Okay, then I'm confused. You said you don't see nitro being administered, but then said you'd be curious to see if GTN would be of benefit, as though the two were different things from one another.

And again, I reiterate, angina does not need to remain constant in a cardiac event. Nitro, in my opinion, is indicated here. It is not treating the pain, so whether the pain is still present at that moment is irrelevant. If this is the beginning of an MI, a blood vessel is obstructed. Nitro helps that. It is dilating the blood vessels, thereby increasing flow to the heart muscles. Provided hemodynamics are stable, and the patient is not on meds that interact, you are hurting nothing by taking this precaution and potentially life saving intervention.

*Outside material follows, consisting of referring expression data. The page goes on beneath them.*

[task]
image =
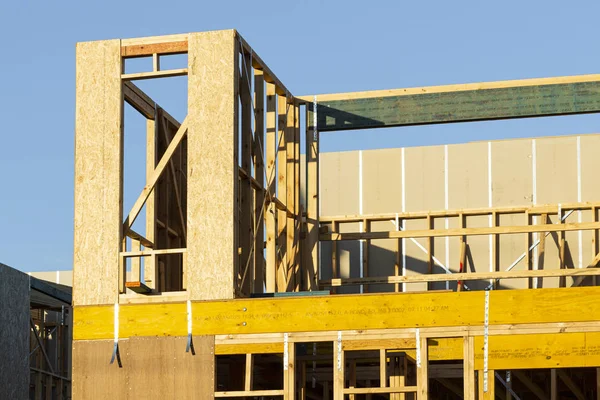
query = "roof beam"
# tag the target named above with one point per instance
(458, 103)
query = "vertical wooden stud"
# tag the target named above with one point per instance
(422, 372)
(212, 164)
(469, 368)
(338, 372)
(366, 246)
(246, 193)
(271, 214)
(312, 202)
(149, 264)
(259, 173)
(98, 169)
(290, 136)
(282, 110)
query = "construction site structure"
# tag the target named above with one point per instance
(441, 272)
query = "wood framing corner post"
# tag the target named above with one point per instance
(98, 177)
(212, 254)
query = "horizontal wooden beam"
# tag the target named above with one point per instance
(459, 103)
(467, 212)
(341, 312)
(463, 276)
(154, 74)
(259, 64)
(144, 242)
(250, 393)
(494, 230)
(147, 253)
(146, 50)
(400, 389)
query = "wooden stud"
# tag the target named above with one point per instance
(528, 242)
(398, 263)
(283, 255)
(312, 202)
(382, 368)
(335, 268)
(291, 372)
(212, 167)
(366, 244)
(495, 240)
(422, 372)
(248, 373)
(271, 214)
(246, 231)
(352, 379)
(597, 383)
(297, 210)
(532, 386)
(338, 373)
(429, 250)
(135, 262)
(553, 384)
(156, 174)
(291, 248)
(259, 173)
(542, 250)
(149, 263)
(98, 167)
(469, 367)
(491, 389)
(568, 381)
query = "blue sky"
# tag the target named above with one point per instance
(313, 47)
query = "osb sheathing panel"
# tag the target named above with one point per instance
(98, 184)
(512, 184)
(14, 333)
(152, 368)
(213, 174)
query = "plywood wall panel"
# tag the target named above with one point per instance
(98, 166)
(212, 166)
(152, 368)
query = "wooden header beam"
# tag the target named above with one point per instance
(458, 103)
(341, 312)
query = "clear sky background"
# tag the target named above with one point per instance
(312, 46)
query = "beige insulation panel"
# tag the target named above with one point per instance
(98, 162)
(505, 173)
(212, 167)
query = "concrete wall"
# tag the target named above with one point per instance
(14, 333)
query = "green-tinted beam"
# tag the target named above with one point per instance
(459, 106)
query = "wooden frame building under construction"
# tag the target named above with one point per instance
(440, 272)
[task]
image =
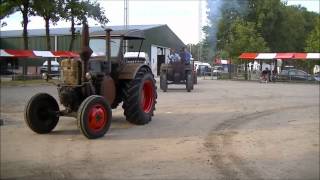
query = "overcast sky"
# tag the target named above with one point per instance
(182, 16)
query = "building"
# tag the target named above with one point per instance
(159, 39)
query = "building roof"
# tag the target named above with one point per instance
(66, 31)
(126, 34)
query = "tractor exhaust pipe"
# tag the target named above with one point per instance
(108, 49)
(86, 51)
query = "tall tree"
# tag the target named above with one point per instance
(76, 11)
(25, 7)
(48, 10)
(313, 40)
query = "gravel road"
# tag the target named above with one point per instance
(221, 130)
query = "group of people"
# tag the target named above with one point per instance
(183, 56)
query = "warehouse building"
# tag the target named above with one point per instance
(158, 40)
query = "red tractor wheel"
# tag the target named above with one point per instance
(140, 98)
(94, 117)
(42, 113)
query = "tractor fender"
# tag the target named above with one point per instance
(129, 71)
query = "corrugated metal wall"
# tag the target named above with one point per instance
(39, 43)
(161, 36)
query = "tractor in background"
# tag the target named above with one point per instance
(177, 73)
(93, 85)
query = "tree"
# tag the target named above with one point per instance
(77, 11)
(48, 10)
(9, 7)
(313, 40)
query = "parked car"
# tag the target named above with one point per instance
(202, 69)
(295, 74)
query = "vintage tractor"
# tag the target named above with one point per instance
(90, 87)
(176, 73)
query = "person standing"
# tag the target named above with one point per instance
(173, 56)
(185, 55)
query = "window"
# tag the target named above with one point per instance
(98, 47)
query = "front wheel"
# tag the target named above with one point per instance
(42, 113)
(94, 117)
(140, 97)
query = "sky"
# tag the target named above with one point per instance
(182, 16)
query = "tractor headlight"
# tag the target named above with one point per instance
(88, 76)
(45, 76)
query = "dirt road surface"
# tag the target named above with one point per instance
(221, 130)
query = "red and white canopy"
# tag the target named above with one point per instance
(283, 56)
(36, 54)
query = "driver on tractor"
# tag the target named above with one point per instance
(173, 56)
(185, 56)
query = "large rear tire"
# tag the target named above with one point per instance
(163, 82)
(140, 97)
(189, 82)
(42, 113)
(94, 117)
(195, 78)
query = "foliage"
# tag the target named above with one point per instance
(9, 7)
(313, 39)
(77, 11)
(48, 10)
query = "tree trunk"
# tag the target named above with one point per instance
(73, 34)
(48, 42)
(25, 33)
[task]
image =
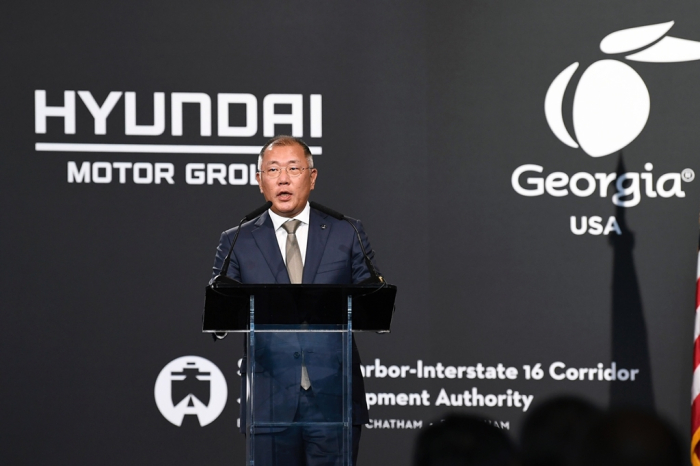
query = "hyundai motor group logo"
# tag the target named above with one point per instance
(611, 102)
(191, 385)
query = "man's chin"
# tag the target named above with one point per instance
(284, 210)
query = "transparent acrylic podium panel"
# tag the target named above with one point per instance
(283, 419)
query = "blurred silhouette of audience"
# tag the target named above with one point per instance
(563, 431)
(631, 438)
(553, 431)
(464, 440)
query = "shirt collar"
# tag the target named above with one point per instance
(278, 220)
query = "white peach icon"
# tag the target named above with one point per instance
(611, 102)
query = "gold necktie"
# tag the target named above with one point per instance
(295, 269)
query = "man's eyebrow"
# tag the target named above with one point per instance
(270, 162)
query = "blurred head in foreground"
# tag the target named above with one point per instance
(631, 438)
(461, 440)
(552, 432)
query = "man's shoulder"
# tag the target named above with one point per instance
(250, 225)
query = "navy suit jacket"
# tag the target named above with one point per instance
(333, 256)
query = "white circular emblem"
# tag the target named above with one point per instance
(191, 385)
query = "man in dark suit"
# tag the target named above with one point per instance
(292, 243)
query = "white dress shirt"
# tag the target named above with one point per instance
(302, 232)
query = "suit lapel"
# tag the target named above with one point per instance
(319, 230)
(264, 235)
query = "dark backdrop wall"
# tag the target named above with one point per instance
(128, 134)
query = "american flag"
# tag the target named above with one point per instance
(695, 410)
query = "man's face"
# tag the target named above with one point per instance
(287, 194)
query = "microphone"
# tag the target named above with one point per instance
(224, 269)
(337, 215)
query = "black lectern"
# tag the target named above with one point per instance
(294, 331)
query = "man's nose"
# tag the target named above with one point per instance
(284, 177)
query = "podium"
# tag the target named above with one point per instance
(291, 329)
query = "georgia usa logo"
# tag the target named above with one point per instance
(611, 103)
(191, 385)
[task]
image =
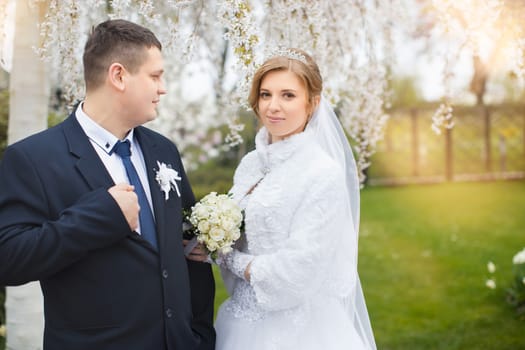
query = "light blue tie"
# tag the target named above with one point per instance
(147, 223)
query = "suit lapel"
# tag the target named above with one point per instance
(88, 164)
(150, 151)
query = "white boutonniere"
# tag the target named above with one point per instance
(167, 179)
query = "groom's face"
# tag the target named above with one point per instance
(144, 88)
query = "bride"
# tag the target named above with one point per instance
(293, 277)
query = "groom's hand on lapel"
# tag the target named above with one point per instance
(128, 202)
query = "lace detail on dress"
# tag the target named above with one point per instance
(243, 303)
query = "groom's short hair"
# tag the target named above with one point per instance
(115, 41)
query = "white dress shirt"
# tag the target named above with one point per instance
(103, 142)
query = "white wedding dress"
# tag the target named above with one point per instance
(303, 260)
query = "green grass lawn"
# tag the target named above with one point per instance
(423, 257)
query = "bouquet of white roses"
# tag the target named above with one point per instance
(216, 222)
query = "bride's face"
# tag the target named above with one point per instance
(283, 104)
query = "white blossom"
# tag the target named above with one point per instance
(519, 258)
(491, 267)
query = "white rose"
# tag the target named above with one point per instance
(203, 226)
(216, 234)
(212, 245)
(228, 224)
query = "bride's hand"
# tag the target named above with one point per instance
(198, 253)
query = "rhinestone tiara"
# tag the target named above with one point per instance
(284, 52)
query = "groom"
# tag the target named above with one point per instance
(83, 212)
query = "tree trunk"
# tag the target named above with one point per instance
(29, 96)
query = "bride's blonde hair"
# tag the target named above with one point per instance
(307, 71)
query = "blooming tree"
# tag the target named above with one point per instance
(213, 48)
(490, 32)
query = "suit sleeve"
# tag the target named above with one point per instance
(35, 244)
(202, 286)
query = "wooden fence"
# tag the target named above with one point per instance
(486, 143)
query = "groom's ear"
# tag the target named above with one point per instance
(116, 74)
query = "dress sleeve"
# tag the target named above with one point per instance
(300, 267)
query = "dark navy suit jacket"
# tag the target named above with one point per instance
(104, 286)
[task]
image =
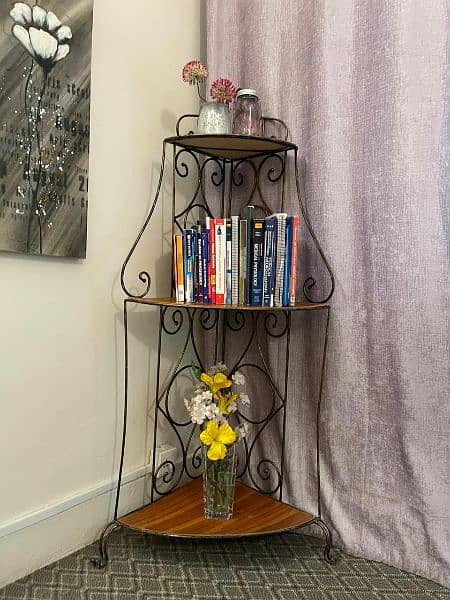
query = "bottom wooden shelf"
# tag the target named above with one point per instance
(181, 514)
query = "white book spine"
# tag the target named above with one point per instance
(279, 263)
(235, 260)
(221, 260)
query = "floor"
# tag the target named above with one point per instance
(279, 567)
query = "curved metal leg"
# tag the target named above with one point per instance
(327, 535)
(101, 562)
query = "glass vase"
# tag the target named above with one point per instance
(214, 117)
(219, 479)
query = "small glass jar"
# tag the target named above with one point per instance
(214, 118)
(247, 113)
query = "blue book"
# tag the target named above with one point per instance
(188, 265)
(257, 253)
(270, 253)
(204, 266)
(248, 278)
(287, 261)
(229, 261)
(194, 265)
(199, 264)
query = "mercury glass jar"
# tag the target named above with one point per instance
(214, 118)
(247, 113)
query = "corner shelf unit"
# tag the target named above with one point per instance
(221, 164)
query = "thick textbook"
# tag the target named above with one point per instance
(257, 255)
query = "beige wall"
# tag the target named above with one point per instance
(61, 351)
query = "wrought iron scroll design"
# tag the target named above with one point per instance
(189, 324)
(144, 276)
(265, 473)
(310, 282)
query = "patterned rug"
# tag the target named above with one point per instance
(279, 567)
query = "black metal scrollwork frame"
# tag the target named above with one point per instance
(228, 177)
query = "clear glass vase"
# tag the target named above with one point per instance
(214, 117)
(219, 479)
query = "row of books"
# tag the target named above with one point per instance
(246, 261)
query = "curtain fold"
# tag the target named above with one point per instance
(364, 88)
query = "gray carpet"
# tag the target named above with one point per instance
(278, 567)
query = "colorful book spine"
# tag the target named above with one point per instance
(174, 268)
(279, 260)
(194, 265)
(242, 259)
(235, 260)
(188, 265)
(212, 262)
(199, 264)
(205, 265)
(180, 267)
(229, 272)
(293, 278)
(287, 262)
(270, 237)
(257, 254)
(247, 283)
(220, 238)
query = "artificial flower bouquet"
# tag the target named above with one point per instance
(222, 90)
(213, 404)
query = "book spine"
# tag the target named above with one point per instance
(212, 262)
(229, 277)
(269, 261)
(235, 260)
(199, 264)
(221, 257)
(194, 265)
(242, 258)
(180, 268)
(257, 262)
(287, 262)
(188, 274)
(248, 278)
(205, 263)
(293, 282)
(174, 267)
(279, 258)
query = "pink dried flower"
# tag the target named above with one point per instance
(223, 90)
(194, 72)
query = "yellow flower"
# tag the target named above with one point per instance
(217, 438)
(219, 381)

And you're probably right, and it may have saved his life, in fact it probably would have. If it was ischaemia, I would have expected some changes, perhaps some ST elevation, or something else. Sadly, I cannot remember the follow-up as in any further monitoring, blood tests, or further ECG's, although I'm sure there must have been something more, but it was 10yrs ago, just before I left the hospital scene.

Okay, then I'm confused. You said you don't see nitro being administered, but then said you'd be curious to see if GTN would be of benefit, as though the two were different things from one another.

Yes, because I originally saw no indication for it, but after listening to what you say, and the fact he died 24hrs later, it would have been worth a try.

Specializes in Oncology.
I remember one kid, who was 16yrs old and fainted after being pulled over by the cops and issued a ticket. I have to admit I wouldn't have normally done an ECG on a kid for fainting, but did one found the lad in AF. He spontaneously reverted after about half an hour. I'm not sure what follow-up if any he received, if any.

What country was that in?

No EKG for syncope? No follow up for AF? It's beginning to sound like another planet.

What country was that in?

No EKG for syncope? No follow up for AF? It's beginning to sound like another planet.

Just a question for the general community - would a teenager with a faint automatically get an ECG?